The World Health Organization (WHO) has said there is a “huge biological risk” after fighters in Sudan seized the country’s national public laboratory holding samples of diseases including polio and measles.
“There is a huge biological risk associated with the occupation of the central public health lab,” said Nima Saeed Abid, the WHO’s representative in Sudan on Tuesday, talking to reporters in Geneva via video link.
Fighters “kicked out all the technicians from the lab … which is completely under the control of one of the fighting parties as a military base,” Abid said, adding that this created an “extremely, extremely dangerous” situation.
A power struggle between Sudan’s military leader Abdel Fattah al-Burhan and the commander of the paramilitary Rapid Support Forces (RSF), Mohamed Hamdan Dagalo, known as “Hemeti,” has plunged Sudan into fierce fighting.
The WHO representative did not specify which side’s fighters have seized the laboratory.
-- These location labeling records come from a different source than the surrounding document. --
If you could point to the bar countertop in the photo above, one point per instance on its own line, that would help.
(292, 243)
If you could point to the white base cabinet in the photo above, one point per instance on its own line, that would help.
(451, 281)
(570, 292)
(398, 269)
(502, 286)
U.S. Secretary of State Antony Blinken announced overnight that the two groups had agreed to a 72-hour nationwide cease-fire, which began at midnight, while governments worldwide are ramping up their efforts to evacuate their nationals from the country. The French government has coordinated much of the EU countries’ efforts to evacuate their nationals and diplomats.
Abid said he had received the information on the takeover from the head of the national laboratory in Khartoum on Monday, a day before the cease-fire came into effect.
Around 500 people have died so far and more than 4,000 are wounded due to the ongoing fighting, he said, citing numbers from the Sudanese health ministry.